The next instalment from Kowhai Thompson
Landscape Design Trends 2017
There are several key trends to be aware of in 2017, one of which is hyperlocalism. For a long time landscape architects and designers have been enjoying using NZ native plants in their designs. Natives are unique, beautiful, hardy and thrive in our soils. There is a growing trend towards hyperlocalism – using plants that are found only in very particular parts of New Zealand. So for example, there are some lovely plants in the Canterbury area such as the Canterbury Daisy – Olearia adenocarpa.
This wild, rambling shrub looks great in a large lifestyle garden and thrives on our shallow stony Canterbury soils. The local beach sedge Pingao is an unusual orange spiky plant that can be used in sandy, sunny spots. Even landscaping building materials are more and more being sourced locally. Port Hills basalt is a lovely product for dry stone walls. Waimakariri gravel and river stones have been popular for many years. Of course this trend saves on transport costs too.
House prices continue to increase and NZ backyards become smaller. People have less time to spend in the garden and less space too. So dwarf shrubs are solving the space issue.
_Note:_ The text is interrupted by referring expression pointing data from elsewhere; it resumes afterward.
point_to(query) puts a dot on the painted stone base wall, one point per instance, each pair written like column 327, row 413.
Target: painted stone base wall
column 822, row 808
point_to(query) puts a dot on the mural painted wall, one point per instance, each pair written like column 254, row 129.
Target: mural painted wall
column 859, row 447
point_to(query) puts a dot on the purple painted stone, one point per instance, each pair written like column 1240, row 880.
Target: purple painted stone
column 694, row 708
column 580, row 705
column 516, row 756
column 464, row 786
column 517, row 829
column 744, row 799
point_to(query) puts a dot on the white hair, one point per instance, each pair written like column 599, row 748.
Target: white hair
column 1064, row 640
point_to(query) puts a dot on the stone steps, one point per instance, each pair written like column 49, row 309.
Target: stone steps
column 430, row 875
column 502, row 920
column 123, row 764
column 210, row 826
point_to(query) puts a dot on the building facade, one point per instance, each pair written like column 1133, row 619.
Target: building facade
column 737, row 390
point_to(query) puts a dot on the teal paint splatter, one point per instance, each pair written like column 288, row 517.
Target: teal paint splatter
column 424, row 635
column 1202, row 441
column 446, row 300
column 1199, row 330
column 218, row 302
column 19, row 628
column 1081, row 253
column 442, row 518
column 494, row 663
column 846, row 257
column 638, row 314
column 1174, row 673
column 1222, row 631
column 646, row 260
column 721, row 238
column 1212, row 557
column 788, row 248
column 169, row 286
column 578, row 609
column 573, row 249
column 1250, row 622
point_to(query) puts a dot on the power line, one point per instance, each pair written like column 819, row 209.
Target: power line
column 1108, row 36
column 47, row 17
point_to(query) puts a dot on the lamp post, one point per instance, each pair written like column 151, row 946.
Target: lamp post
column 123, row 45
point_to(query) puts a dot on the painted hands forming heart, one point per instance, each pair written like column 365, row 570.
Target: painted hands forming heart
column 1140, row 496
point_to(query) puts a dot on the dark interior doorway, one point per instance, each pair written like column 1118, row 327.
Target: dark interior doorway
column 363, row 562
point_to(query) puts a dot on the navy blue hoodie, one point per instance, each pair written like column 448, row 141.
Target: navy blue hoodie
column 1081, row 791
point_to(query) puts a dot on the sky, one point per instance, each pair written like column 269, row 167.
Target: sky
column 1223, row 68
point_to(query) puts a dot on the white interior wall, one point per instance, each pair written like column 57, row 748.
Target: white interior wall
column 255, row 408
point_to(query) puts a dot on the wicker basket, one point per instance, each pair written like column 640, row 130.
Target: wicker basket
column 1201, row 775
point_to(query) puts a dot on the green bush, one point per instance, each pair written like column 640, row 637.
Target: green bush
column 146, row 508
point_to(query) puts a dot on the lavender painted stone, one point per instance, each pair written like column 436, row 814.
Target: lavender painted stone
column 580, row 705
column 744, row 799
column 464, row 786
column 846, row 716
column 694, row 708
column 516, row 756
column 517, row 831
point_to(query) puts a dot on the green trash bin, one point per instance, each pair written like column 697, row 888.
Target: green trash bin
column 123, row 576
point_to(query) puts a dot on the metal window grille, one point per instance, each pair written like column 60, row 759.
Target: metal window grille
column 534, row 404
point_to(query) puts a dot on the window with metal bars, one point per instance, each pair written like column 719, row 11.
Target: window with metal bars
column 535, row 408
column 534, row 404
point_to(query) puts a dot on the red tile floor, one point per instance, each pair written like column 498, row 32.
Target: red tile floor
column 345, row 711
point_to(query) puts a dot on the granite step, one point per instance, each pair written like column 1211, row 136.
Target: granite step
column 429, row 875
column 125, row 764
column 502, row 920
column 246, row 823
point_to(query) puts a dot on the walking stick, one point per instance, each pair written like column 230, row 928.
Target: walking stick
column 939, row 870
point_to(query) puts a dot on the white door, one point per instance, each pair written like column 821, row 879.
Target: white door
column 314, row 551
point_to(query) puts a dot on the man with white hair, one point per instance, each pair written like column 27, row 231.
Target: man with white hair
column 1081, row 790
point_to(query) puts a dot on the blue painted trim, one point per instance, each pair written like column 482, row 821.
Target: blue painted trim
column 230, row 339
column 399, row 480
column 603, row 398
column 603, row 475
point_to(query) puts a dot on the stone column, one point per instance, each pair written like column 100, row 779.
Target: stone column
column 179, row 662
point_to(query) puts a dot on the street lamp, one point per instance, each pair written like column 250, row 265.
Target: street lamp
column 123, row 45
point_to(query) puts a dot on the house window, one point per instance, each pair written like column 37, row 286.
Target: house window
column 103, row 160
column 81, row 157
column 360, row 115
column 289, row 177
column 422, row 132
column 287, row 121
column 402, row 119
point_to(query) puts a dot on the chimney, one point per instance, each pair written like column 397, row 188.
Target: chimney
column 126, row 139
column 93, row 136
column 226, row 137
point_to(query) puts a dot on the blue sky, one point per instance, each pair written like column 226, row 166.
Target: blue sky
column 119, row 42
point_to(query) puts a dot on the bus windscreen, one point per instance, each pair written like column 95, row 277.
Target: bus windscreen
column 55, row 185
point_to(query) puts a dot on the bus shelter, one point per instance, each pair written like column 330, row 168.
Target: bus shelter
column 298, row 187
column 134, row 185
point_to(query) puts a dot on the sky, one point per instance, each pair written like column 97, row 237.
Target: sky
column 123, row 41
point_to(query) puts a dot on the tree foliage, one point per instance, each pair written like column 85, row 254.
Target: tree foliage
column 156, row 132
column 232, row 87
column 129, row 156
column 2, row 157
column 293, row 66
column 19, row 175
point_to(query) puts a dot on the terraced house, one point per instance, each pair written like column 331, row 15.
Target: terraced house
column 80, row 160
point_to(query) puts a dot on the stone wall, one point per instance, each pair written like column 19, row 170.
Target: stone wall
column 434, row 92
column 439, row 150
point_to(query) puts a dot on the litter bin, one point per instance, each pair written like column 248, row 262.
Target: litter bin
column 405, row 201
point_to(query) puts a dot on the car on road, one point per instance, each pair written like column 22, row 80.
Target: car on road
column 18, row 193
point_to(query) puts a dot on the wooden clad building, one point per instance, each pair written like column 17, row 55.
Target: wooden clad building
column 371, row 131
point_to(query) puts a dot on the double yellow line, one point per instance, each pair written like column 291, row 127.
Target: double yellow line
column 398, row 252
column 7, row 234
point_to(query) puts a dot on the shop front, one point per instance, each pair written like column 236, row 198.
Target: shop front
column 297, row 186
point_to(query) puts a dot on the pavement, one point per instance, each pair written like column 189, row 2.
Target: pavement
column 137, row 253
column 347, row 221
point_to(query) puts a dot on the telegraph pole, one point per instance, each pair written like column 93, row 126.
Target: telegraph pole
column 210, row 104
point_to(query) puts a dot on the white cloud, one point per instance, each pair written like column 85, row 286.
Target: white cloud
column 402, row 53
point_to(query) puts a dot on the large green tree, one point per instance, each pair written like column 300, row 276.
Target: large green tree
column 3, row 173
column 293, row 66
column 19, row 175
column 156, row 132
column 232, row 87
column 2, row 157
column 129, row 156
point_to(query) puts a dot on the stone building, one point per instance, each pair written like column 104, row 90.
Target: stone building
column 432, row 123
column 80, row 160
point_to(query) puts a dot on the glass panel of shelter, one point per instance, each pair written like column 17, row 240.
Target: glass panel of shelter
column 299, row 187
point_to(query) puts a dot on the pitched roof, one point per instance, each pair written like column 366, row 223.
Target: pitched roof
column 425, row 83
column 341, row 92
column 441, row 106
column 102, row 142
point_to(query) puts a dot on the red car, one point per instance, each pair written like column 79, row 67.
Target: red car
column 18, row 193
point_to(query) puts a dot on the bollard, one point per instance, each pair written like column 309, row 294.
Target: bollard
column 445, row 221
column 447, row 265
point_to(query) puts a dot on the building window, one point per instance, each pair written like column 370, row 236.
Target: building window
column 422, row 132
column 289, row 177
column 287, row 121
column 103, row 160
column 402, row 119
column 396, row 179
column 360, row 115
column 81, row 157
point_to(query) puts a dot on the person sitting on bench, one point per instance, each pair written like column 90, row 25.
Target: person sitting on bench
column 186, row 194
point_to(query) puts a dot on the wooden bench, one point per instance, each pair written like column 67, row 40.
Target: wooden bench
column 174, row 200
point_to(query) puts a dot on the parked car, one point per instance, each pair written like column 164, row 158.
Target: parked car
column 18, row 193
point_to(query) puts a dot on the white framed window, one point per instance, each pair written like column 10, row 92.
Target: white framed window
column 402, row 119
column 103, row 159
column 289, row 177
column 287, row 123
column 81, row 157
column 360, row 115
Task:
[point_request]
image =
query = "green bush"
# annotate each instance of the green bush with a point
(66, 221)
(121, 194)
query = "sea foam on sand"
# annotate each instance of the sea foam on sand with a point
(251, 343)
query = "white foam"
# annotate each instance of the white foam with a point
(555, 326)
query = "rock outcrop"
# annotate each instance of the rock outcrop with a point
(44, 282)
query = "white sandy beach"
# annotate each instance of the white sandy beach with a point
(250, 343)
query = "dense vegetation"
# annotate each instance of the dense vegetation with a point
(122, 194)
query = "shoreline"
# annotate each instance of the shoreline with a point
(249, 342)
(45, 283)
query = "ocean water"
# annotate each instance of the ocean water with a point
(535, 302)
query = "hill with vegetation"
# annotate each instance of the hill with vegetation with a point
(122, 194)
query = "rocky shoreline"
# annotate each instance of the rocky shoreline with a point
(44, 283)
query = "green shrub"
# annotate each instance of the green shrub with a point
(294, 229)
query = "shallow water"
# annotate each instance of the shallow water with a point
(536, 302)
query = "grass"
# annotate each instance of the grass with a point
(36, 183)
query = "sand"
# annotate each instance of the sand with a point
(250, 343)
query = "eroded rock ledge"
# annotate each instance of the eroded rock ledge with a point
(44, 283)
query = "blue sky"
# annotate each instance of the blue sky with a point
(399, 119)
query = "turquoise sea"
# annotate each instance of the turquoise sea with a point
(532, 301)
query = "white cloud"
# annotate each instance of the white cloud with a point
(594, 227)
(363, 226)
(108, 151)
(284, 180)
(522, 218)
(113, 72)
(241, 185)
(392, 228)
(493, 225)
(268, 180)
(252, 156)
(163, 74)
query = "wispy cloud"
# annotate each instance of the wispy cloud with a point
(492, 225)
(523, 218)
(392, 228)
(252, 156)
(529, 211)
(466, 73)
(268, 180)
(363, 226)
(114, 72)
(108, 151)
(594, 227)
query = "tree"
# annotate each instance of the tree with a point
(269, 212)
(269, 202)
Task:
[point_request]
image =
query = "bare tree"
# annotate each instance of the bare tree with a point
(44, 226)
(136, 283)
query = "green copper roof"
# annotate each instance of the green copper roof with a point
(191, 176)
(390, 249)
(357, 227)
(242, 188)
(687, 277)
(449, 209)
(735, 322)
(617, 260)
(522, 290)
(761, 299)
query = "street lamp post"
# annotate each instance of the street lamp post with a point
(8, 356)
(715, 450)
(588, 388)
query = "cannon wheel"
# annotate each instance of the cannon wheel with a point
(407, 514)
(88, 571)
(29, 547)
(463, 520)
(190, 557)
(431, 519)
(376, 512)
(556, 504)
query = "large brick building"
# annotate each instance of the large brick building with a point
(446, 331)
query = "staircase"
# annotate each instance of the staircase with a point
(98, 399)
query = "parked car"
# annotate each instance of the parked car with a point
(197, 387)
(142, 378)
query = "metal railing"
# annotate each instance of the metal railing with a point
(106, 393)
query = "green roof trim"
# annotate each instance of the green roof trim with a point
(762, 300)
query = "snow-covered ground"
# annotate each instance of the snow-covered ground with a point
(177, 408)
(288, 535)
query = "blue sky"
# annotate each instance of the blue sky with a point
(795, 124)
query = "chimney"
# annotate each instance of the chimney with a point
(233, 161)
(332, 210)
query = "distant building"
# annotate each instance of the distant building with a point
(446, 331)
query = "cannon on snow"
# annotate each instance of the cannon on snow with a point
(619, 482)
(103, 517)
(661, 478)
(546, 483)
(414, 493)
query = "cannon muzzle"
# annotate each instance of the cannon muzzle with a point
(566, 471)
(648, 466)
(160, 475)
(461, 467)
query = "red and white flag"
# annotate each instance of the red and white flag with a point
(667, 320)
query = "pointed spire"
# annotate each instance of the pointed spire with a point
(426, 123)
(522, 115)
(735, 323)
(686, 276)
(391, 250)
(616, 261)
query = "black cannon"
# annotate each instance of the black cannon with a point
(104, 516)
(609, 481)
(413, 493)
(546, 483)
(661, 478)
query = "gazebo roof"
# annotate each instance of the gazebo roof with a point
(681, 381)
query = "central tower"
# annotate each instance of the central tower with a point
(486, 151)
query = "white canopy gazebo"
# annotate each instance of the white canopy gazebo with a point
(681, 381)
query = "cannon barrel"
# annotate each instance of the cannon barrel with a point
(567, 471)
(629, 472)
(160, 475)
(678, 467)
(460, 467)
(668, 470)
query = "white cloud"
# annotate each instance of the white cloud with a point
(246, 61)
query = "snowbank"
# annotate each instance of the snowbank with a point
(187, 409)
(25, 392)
For example instead of the regular agapanthus there are several dwarf varieties that grow to about 40cm in height.
Agapanthus summer gold (pictured below) is a particular delight with beautiful striped yellow and white leaves. This is a real stunner in the fading afternoon sun. Another small shrub is the dwarf choysia (dwarf mexican orange blossom, pictured left). The full size shrub takes up a 2m x 2m space, however its dwarf version is a compact 1m x 1m – perfect for a hot sunny border under a window.
Go pint sized and make the most of your garden space.